|Year : 2017 | Volume
| Issue : 2 | Page : 71-73
Pyopericardium with cardiac tamponade in a Nigerian child with acute osteomyelitis
Igoche David Peter1, Abdullahi U Shehu2, Umma A Ibrahim2, Mustafa O Asani2, Ibrahim Aliyu2, Yunusa Sanusi2, Jameel I Ahmad3
1 Department of Paediatrics, Paediatric Cardiology Unit, Aminu Kano Teaching Hospital, Kano, Nigeria
2 Department of Paediatrics, Bayero University/Aminu Kano Teaching Hospital, Kano, Nigeria
3 Department of Surgery, Cardiothoracic Unit, Bayero University/Aminu Kano Teaching Hospital, Kano, Nigeria
|Date of Web Publication||31-Mar-2017|
Igoche David Peter
Department of Paediatrics, Paediatric Cardiology Unit, Aminu Kano Teaching Hospital, Kano
Source of Support: None, Conflict of Interest: None
In pyopericardium, pus accumulates in the pericardial space as a result of infection by pyogenic organisms, most common of which are Staphylococcus aureus and Mycobacterium tuberculosis.
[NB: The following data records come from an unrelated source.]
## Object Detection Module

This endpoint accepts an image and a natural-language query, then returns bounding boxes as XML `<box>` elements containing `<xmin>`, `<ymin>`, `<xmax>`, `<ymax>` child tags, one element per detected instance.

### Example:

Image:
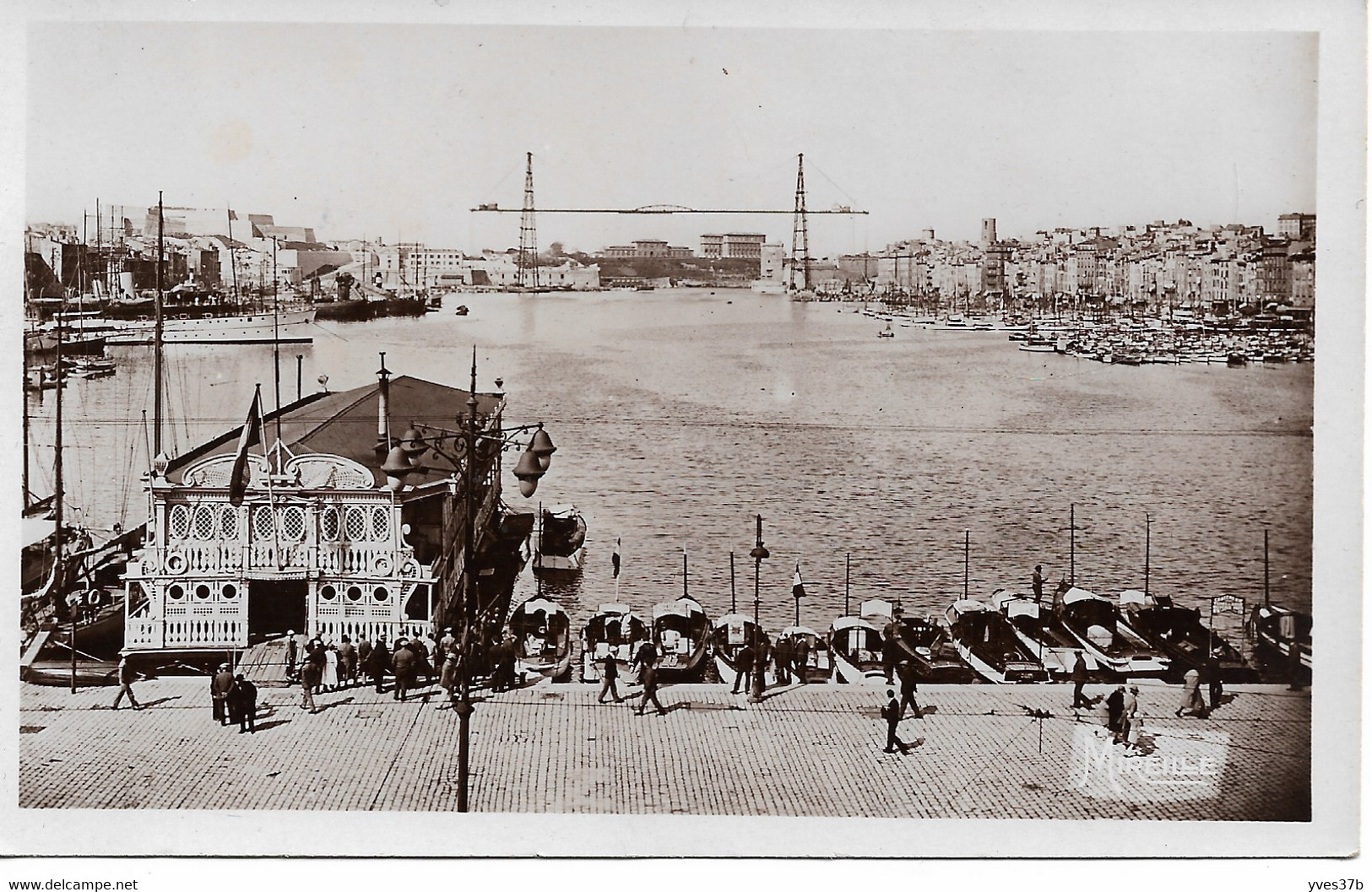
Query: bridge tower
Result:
<box><xmin>788</xmin><ymin>153</ymin><xmax>811</xmax><ymax>291</ymax></box>
<box><xmin>518</xmin><ymin>153</ymin><xmax>540</xmax><ymax>288</ymax></box>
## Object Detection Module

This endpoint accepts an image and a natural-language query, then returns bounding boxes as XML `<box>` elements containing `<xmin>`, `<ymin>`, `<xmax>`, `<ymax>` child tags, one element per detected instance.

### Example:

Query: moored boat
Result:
<box><xmin>653</xmin><ymin>596</ymin><xmax>711</xmax><ymax>682</ymax></box>
<box><xmin>777</xmin><ymin>626</ymin><xmax>834</xmax><ymax>684</ymax></box>
<box><xmin>990</xmin><ymin>589</ymin><xmax>1081</xmax><ymax>678</ymax></box>
<box><xmin>1249</xmin><ymin>604</ymin><xmax>1313</xmax><ymax>670</ymax></box>
<box><xmin>509</xmin><ymin>597</ymin><xmax>572</xmax><ymax>681</ymax></box>
<box><xmin>709</xmin><ymin>614</ymin><xmax>770</xmax><ymax>684</ymax></box>
<box><xmin>582</xmin><ymin>603</ymin><xmax>649</xmax><ymax>682</ymax></box>
<box><xmin>896</xmin><ymin>616</ymin><xmax>977</xmax><ymax>684</ymax></box>
<box><xmin>946</xmin><ymin>598</ymin><xmax>1049</xmax><ymax>684</ymax></box>
<box><xmin>1120</xmin><ymin>589</ymin><xmax>1258</xmax><ymax>684</ymax></box>
<box><xmin>829</xmin><ymin>598</ymin><xmax>892</xmax><ymax>684</ymax></box>
<box><xmin>534</xmin><ymin>505</ymin><xmax>586</xmax><ymax>574</ymax></box>
<box><xmin>1054</xmin><ymin>586</ymin><xmax>1169</xmax><ymax>678</ymax></box>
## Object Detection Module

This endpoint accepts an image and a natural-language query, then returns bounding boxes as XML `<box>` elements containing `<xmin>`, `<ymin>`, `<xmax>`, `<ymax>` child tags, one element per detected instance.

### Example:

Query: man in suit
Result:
<box><xmin>881</xmin><ymin>689</ymin><xmax>909</xmax><ymax>756</ymax></box>
<box><xmin>210</xmin><ymin>662</ymin><xmax>233</xmax><ymax>725</ymax></box>
<box><xmin>1071</xmin><ymin>651</ymin><xmax>1091</xmax><ymax>710</ymax></box>
<box><xmin>391</xmin><ymin>638</ymin><xmax>419</xmax><ymax>703</ymax></box>
<box><xmin>734</xmin><ymin>644</ymin><xmax>756</xmax><ymax>695</ymax></box>
<box><xmin>110</xmin><ymin>656</ymin><xmax>143</xmax><ymax>710</ymax></box>
<box><xmin>900</xmin><ymin>660</ymin><xmax>925</xmax><ymax>719</ymax></box>
<box><xmin>233</xmin><ymin>673</ymin><xmax>257</xmax><ymax>734</ymax></box>
<box><xmin>339</xmin><ymin>635</ymin><xmax>357</xmax><ymax>688</ymax></box>
<box><xmin>638</xmin><ymin>645</ymin><xmax>667</xmax><ymax>715</ymax></box>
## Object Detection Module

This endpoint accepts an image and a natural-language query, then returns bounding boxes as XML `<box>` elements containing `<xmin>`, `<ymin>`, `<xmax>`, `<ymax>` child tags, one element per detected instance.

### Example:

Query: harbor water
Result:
<box><xmin>29</xmin><ymin>288</ymin><xmax>1313</xmax><ymax>633</ymax></box>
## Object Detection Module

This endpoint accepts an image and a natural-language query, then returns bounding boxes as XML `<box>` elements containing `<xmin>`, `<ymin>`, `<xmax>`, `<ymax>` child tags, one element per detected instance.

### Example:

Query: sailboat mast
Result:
<box><xmin>962</xmin><ymin>530</ymin><xmax>972</xmax><ymax>598</ymax></box>
<box><xmin>224</xmin><ymin>208</ymin><xmax>239</xmax><ymax>305</ymax></box>
<box><xmin>152</xmin><ymin>189</ymin><xmax>162</xmax><ymax>458</ymax></box>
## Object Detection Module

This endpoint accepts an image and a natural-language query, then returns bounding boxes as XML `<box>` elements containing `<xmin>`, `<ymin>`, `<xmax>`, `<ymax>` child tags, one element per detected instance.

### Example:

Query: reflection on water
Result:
<box><xmin>35</xmin><ymin>288</ymin><xmax>1313</xmax><ymax>630</ymax></box>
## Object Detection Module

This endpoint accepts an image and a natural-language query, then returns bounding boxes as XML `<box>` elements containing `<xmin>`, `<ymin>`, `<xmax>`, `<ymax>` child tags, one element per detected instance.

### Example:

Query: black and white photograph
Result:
<box><xmin>0</xmin><ymin>0</ymin><xmax>1372</xmax><ymax>873</ymax></box>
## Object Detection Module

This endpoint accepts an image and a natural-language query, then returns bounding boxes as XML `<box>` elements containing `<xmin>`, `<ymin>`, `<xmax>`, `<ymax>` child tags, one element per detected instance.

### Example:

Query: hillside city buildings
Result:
<box><xmin>26</xmin><ymin>208</ymin><xmax>1315</xmax><ymax>307</ymax></box>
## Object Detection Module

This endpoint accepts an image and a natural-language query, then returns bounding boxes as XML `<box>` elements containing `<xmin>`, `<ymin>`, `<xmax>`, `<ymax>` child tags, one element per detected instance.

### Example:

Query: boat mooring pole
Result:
<box><xmin>1143</xmin><ymin>513</ymin><xmax>1152</xmax><ymax>597</ymax></box>
<box><xmin>729</xmin><ymin>552</ymin><xmax>738</xmax><ymax>614</ymax></box>
<box><xmin>843</xmin><ymin>552</ymin><xmax>854</xmax><ymax>616</ymax></box>
<box><xmin>962</xmin><ymin>530</ymin><xmax>972</xmax><ymax>598</ymax></box>
<box><xmin>1069</xmin><ymin>502</ymin><xmax>1077</xmax><ymax>585</ymax></box>
<box><xmin>1262</xmin><ymin>527</ymin><xmax>1269</xmax><ymax>607</ymax></box>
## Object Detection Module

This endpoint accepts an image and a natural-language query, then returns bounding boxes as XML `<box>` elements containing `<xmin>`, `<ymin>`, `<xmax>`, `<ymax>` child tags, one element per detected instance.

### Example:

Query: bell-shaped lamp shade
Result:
<box><xmin>529</xmin><ymin>428</ymin><xmax>557</xmax><ymax>471</ymax></box>
<box><xmin>401</xmin><ymin>427</ymin><xmax>428</xmax><ymax>457</ymax></box>
<box><xmin>382</xmin><ymin>446</ymin><xmax>415</xmax><ymax>493</ymax></box>
<box><xmin>514</xmin><ymin>449</ymin><xmax>545</xmax><ymax>498</ymax></box>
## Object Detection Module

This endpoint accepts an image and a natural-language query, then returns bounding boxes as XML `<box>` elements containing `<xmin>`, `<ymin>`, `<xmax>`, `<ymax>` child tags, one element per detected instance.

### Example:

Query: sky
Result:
<box><xmin>24</xmin><ymin>22</ymin><xmax>1319</xmax><ymax>257</ymax></box>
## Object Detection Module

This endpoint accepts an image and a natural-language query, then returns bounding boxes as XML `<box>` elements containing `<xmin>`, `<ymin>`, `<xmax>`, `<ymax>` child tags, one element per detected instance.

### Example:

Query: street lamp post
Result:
<box><xmin>748</xmin><ymin>515</ymin><xmax>771</xmax><ymax>703</ymax></box>
<box><xmin>382</xmin><ymin>347</ymin><xmax>557</xmax><ymax>811</ymax></box>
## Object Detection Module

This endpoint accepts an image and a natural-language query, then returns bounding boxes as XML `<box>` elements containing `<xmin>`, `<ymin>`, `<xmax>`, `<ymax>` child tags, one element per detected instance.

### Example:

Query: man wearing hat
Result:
<box><xmin>210</xmin><ymin>662</ymin><xmax>233</xmax><ymax>725</ymax></box>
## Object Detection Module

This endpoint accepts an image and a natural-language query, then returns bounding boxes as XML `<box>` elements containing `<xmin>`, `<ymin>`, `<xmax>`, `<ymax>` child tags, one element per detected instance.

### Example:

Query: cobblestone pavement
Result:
<box><xmin>19</xmin><ymin>678</ymin><xmax>1310</xmax><ymax>820</ymax></box>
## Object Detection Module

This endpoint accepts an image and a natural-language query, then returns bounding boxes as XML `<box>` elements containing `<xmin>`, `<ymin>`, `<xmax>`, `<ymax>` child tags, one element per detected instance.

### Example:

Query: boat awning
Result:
<box><xmin>823</xmin><ymin>616</ymin><xmax>881</xmax><ymax>634</ymax></box>
<box><xmin>858</xmin><ymin>598</ymin><xmax>892</xmax><ymax>619</ymax></box>
<box><xmin>1062</xmin><ymin>586</ymin><xmax>1104</xmax><ymax>604</ymax></box>
<box><xmin>516</xmin><ymin>598</ymin><xmax>562</xmax><ymax>616</ymax></box>
<box><xmin>19</xmin><ymin>517</ymin><xmax>57</xmax><ymax>548</ymax></box>
<box><xmin>653</xmin><ymin>598</ymin><xmax>705</xmax><ymax>619</ymax></box>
These patients are at risk of cardiac tamponade. Apart from pericardiocentesis in the management of these patients, definitive drug treatment may pose a formidable challenge in a setting of coinfection as in patients with tuberculosis who are predisposed to secondary bacterial infections. This was the case of our patient. We here highlight the challenges faced with etiologic diagnosis in resource-limited settings.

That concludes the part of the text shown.